Naomi Novik is an American fantasy writer with a passion for fairy tales and some interesting books under her belt. I first encountered her as the author of His Majesty’s Dragon, which is the first book in a fantastically different fantasy concept (think an authentic history of the Napoleonic wars…but with dragons providing an air force). Novik also wrote the Grimm-like Uprooted, which is basically an extended fairy tale and in that regard is quite similar to Spinning Silver.
Spinning Silver takes the familiar fairy tale of Rumpelstiltskin and adds many, many layers of complexity. It centres around three young women: Miryem, Wanda, and Irina. Miryem is the daughter of a Jewish moneylender, whose family is reviled by the local villagers and whose father is too gentle to convince debtors to repay their debts or pay fair interest. When her mother falls ill, Miryem grits her teeth and takes over the debt-collecting business herself, determined to make her family’s business profitable. She succeeds, to the point where she is able to pay a local farmer’s daughter, Wanda, to assist her each day both with household chores and with the business.

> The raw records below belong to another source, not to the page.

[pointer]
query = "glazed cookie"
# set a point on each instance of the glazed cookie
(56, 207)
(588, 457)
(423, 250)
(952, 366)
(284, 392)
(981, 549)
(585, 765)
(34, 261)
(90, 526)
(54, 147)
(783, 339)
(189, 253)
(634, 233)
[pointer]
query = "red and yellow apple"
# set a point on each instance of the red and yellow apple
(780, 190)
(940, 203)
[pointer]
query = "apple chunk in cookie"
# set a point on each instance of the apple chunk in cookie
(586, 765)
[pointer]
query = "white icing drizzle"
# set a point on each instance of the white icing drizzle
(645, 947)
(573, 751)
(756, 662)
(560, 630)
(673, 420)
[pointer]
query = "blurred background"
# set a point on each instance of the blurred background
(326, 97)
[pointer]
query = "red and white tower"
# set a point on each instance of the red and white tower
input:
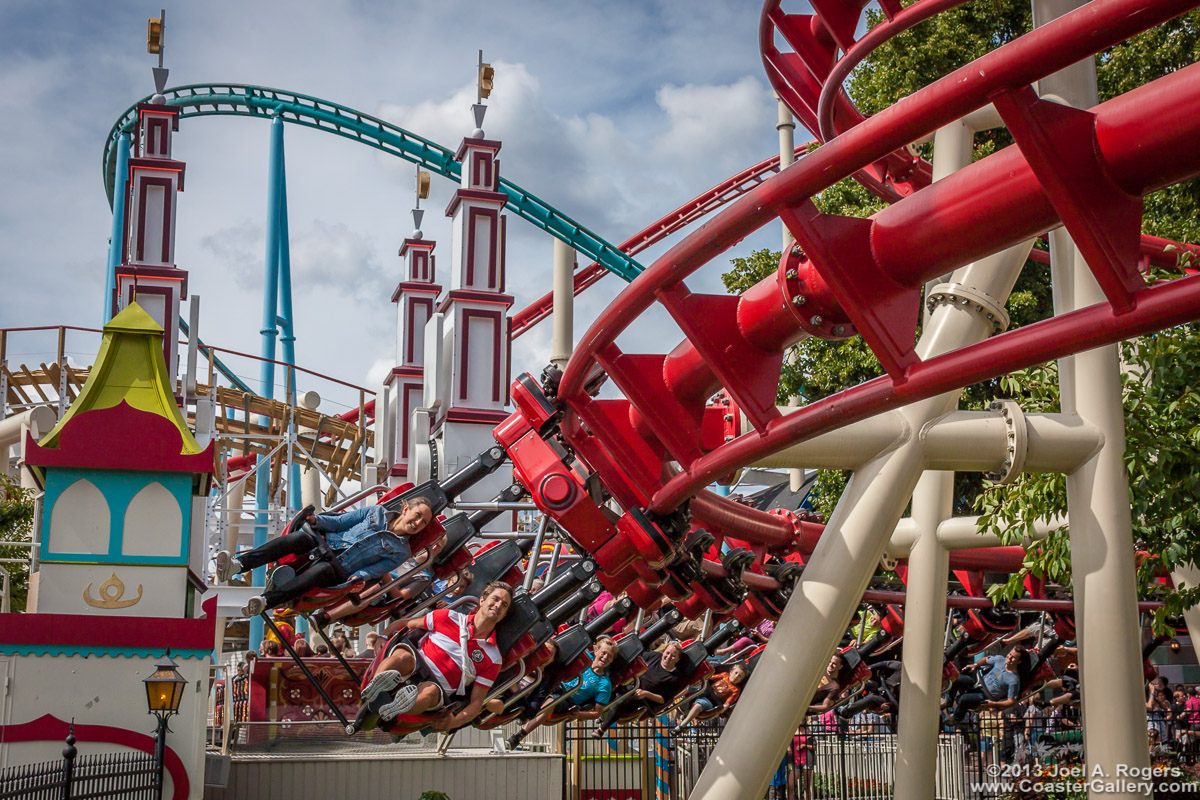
(477, 310)
(417, 299)
(148, 272)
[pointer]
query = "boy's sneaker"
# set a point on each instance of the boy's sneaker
(227, 566)
(383, 681)
(402, 701)
(255, 606)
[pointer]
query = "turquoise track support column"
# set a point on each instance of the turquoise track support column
(288, 340)
(267, 374)
(115, 245)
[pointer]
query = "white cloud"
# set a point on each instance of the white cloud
(605, 112)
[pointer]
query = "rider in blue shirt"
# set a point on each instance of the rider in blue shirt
(589, 692)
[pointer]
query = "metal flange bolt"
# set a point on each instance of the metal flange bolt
(969, 299)
(1015, 441)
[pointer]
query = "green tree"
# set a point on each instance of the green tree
(16, 525)
(1161, 402)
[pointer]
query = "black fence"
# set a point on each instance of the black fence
(133, 775)
(832, 758)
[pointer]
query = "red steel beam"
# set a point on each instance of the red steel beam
(1139, 162)
(1060, 43)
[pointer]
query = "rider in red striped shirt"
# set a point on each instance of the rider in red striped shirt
(459, 653)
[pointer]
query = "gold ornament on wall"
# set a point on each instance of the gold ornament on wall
(111, 595)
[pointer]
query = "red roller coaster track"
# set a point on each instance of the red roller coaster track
(864, 275)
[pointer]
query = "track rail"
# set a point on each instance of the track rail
(687, 214)
(867, 274)
(243, 100)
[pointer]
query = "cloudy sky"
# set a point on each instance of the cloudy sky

Trouble arises for Miryem when she unwisely boasts about being able to turn ‘silver into gold’ (through her money lending business) in the hearing of a Staryk prince. The Staryk are a magical race who live in an icy kingdom and regularly raid human settlements for gold. The Staryk expects her to change his silver into gold, and failure could mean death. Non-magical Miryem has to scramble to find a way to make it happen, and in the process accidentally involves a duke’s daughter, Irina, in a dynastic marriage she had never expected to make.
Why I Love It
This is fantasy for readers who are a little tired of the more standard heroic-warriors-and-mages-lead-their-country-in-an-epic-battle form. The action centres around Miryem, Wanda, and Irina, three young women fighting stubbornly (and intelligently) for what they believe in, and it’s nice to see such strong female protagonists. Male protectors aren’t really useful in this world: Miryem’s father is loving but out of his league, Wanda’s father is a brute, and Irina’s father is more interested in politics than his daughter. Marriage doesn’t precisely help, either; these young ladies have no time or space to be shrinking violets.
In addition, this book’s setting is rich, vibrant, and believable. The Staryk begin the book as flat-out villains, but it isn’t long before you begin to see that things are far more complex and nuanced than they first appear. A money lender doesn’t at first glance seem like a protagonist you could care that much for, but Miryem is wonderful, and I actually found myself siding with her against the villagers who were happy to borrow but never wanted to repay. Another character, the tsar, is selfish and vicious, but even he has hidden depths and complexities which come to light as the novel progresses.
Overall, I think what I liked best about Spinning Silver is that it takes the idea of a fairy tale back to what it was in the days of the Brothers Grimm. This is not a cutesy Disney version; this is a magical world where bad things happen to good people, and you’d better think quickly if you want to keep your head above the water. But – like any good fairy tale – there are hidden rules. Miryem, Wanda, and Irina aren’t living in a chaotic universe where crap just happens, and when they’re able to figure out the system, they’re also able to control it. There’s something extremely satisfying in that, and Novik handles it brilliantly.
Where To Get it
I pre-ordered Spinning Silver through my local library, and still had to wait for a number of other people to finish with it before I could get my hands on a copy. I didn’t initially buy a copy (I’ll be honest, and confess that I didn’t really think Novik could pull off this particular fairy tale as a full-length novel), but it’s now on my list to buy from Book Depository.